Fünf Finger im Südwesten ragen ins Meer. Dingle ist die nördlichste davon. Ein wirklich buntes Städtchen und einem wahren Filmstar, der Delfin Fungie. Die Kapitäne sagen, wer Fungie bei einem Ausflug mit dem Boot nicht sieht, bekommt sein Geld zurück. Ist bis heute noch nicht geschehen. Wie auf der ganzen Reise, war bei den Highlights auch immer wieder die Sonne da. Wunderschön! Auf dem Weg dorthin kamen wir auch bei Charly Chaplin in Waterville vorbei, wo er einst entspannte.

Danach ging es weiter zu einer Rundfahrt in der Region mit malerischen Buchten, Schafen, Sandstränden und imposanten Klippen. Hinter jeder Bucht war etwas Neues. Auch die Weiterfahrt in die Region Kerry ist landschaftlich ein Traum.

179 km lang ist der Ring of Kerry an der Atlantikküste entlang. Es ist die berühmteste Panoramastraße Irlands. Wir erkunden die Halbinsel Iveragh im Regen. Es gibt für Irland tatsächlich nur falsche Kleidung, denn Wetter ist hier Programm. Die felsige Steinküste löst die grünen und roten Berge ab. Einfach traumhaft und atemberaubend. In Killorglin steht die Ziegenstatue, stolz auf einem großen Findling. Das ist King Puck. Mit einem mehrtägigen Festival wird hier jedes Jahr eine wilde Bergziege zum König gekrönt.

Neuer Ausflugstag ist St. Patricks Day. Leider hatte unser Bus einen Elektronik-Schaden, so dass wir in Sneem die Parade verpasst haben. Dafür lief die große Parade aus Dublin im Fernseher und es schüttete in Fäden auf uns herab. Das war äußerst unangenehm, denn wegen des Windes war auch Schirm und Fotoapparat nicht gut zu bedienen. So blieb nur das Bier vor Vier.
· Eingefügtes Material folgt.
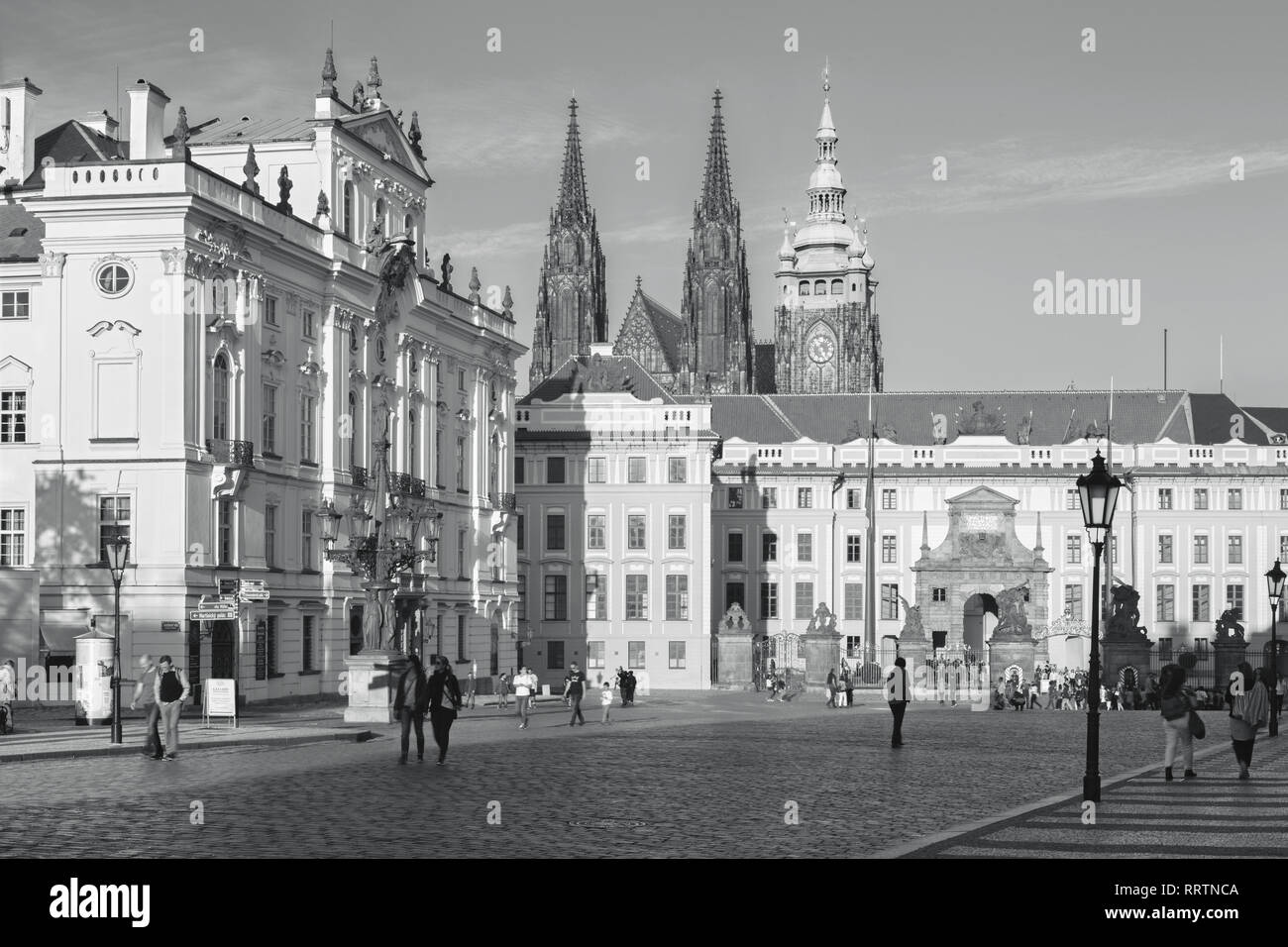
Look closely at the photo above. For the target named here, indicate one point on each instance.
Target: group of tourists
(1247, 698)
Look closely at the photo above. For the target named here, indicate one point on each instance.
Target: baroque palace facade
(192, 356)
(688, 471)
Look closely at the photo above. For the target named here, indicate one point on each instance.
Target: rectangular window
(677, 598)
(13, 536)
(224, 530)
(1234, 599)
(16, 304)
(1164, 549)
(1201, 603)
(114, 519)
(804, 600)
(557, 598)
(308, 411)
(854, 600)
(555, 539)
(677, 528)
(271, 646)
(1073, 600)
(769, 599)
(13, 418)
(636, 596)
(596, 596)
(635, 531)
(270, 536)
(890, 600)
(595, 530)
(1166, 603)
(268, 420)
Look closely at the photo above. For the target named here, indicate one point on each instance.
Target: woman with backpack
(1249, 707)
(1177, 702)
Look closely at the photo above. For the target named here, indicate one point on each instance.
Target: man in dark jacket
(445, 697)
(410, 706)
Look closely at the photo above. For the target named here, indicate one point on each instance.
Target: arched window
(219, 418)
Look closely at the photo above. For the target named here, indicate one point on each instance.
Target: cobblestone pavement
(713, 775)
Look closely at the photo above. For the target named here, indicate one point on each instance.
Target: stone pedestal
(373, 685)
(822, 655)
(1004, 652)
(733, 660)
(1229, 651)
(1119, 652)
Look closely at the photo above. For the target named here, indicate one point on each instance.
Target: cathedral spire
(716, 180)
(572, 183)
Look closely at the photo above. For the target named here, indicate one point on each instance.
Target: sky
(1113, 163)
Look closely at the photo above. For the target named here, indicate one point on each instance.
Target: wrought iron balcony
(232, 453)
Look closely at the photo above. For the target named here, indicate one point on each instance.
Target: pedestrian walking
(574, 692)
(8, 694)
(1249, 707)
(1177, 702)
(605, 698)
(897, 693)
(523, 684)
(146, 690)
(445, 699)
(410, 706)
(170, 689)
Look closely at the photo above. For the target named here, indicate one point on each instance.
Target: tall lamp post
(382, 539)
(117, 557)
(1275, 585)
(1098, 492)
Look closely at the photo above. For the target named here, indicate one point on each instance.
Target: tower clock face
(820, 348)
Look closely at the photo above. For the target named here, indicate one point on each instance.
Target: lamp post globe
(1098, 492)
(1275, 587)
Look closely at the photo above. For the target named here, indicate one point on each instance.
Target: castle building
(194, 333)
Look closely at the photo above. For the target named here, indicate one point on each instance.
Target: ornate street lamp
(1099, 495)
(1275, 586)
(117, 556)
(382, 540)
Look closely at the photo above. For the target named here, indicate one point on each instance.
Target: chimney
(17, 129)
(147, 121)
(102, 123)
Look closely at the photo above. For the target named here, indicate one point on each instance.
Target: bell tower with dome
(827, 333)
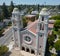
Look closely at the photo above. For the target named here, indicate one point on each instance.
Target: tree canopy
(57, 17)
(57, 45)
(3, 50)
(5, 11)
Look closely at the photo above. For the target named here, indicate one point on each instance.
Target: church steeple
(17, 25)
(42, 28)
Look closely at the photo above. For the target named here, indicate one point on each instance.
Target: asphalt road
(7, 37)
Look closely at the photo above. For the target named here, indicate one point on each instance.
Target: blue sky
(49, 2)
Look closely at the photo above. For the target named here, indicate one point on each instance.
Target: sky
(16, 2)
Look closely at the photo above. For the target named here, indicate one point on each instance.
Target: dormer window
(42, 18)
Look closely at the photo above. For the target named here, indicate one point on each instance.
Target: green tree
(11, 8)
(3, 50)
(57, 45)
(53, 55)
(57, 17)
(5, 11)
(24, 22)
(57, 27)
(1, 31)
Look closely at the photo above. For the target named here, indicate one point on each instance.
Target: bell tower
(17, 25)
(42, 29)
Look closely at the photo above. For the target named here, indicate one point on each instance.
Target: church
(33, 38)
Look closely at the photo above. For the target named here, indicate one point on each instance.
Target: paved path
(4, 40)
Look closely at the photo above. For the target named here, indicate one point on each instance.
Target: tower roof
(44, 11)
(15, 10)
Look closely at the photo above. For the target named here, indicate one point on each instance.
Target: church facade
(32, 38)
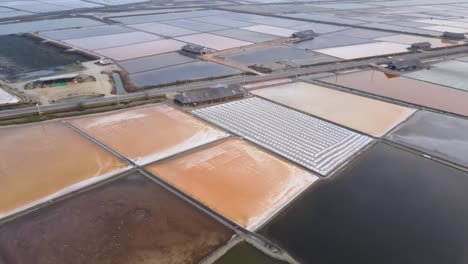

  • Häuserzeile von Dingle mit Harringtons Restaurant
  • Tagesabhängig nur in eine Richtung fahrende Küstenstraße bei Dingle
  • wunderschöne Ringstraße bei Dingle Irland
  • Ring of Kerry
  • wunderschöner Wild Atlanticway - Abschnitt Tralee
  • Häuserverfall in Irland am Wild Atlanticway
  • Bucht Dingle wo der bekannte allein lebende Delfin Fungi wohnt
  • Fotografie am Wild Atlantic way Irland
  • Wunderschöne Fotografie Landschaft im Nationalpark Killarney
  • Wahrzeichen King Puck in der Stadt Killorglin
  • verträumtes Stück vom gleichnamigen Fluss Sneem im Landesinnere von Irland
  • diesige Aufnahme vom Nationalpark Killarney während der Fahrt
  • weitere Aufnahme vom Nationalpark Killarney während der Fahrt
  • Fotografie Fluss im Nationalpark Killarney während der Fahrt
  • Berg und Burg in Cashel Irland

Nun ging es vom Westen über das Landesinnere wieder in den Raum Dublin. Auf dem Weg lag Cashel Castle, sehr imposant. Die Historie geht bis zum Jahr 980 zurück und Cashel soll der Schlafplatz von Feen gewesen sein. So ein bisschen Romantik muss halt sein. Unser Hotel lag in der Nähe von Tralee. Wir sind dann noch mit dem Taxi in den Stadtkern zum Pub „The Blasket Bar“ gefahren. Es ist auch interessant wie entspannt man ein Taxi nach seinen Wünschen bestellen kann und dann dessen Telefonnummer bekommt, damit er uns auch wieder abholt. Super, die Iren! Interessant war dort, dass es Kölsch Lager im Angebot gab. Habe ich nicht so verstanden – Kölsch is doch Kölsch, oder? Ne da nich….Es war ein musikreicher und toller Abend. Ich kam mir vor wie in dem Film „P. S. ich liebe dich“, denn so schön wurde mir auch vorgesungen. Was für ein Abschluss….

Ich hoffe, Euch hat mein kleiner, persönlicher Einblick von Irland gefallen. Viel könnte man noch schreiben. Auch wenn man versucht es klein zu halten, ist es immer schwierig. Danke an Alle, die bis hier hin durchgehalten haben. Es wird auf jeden Fall nicht mein letzter Besuch in Irland sein.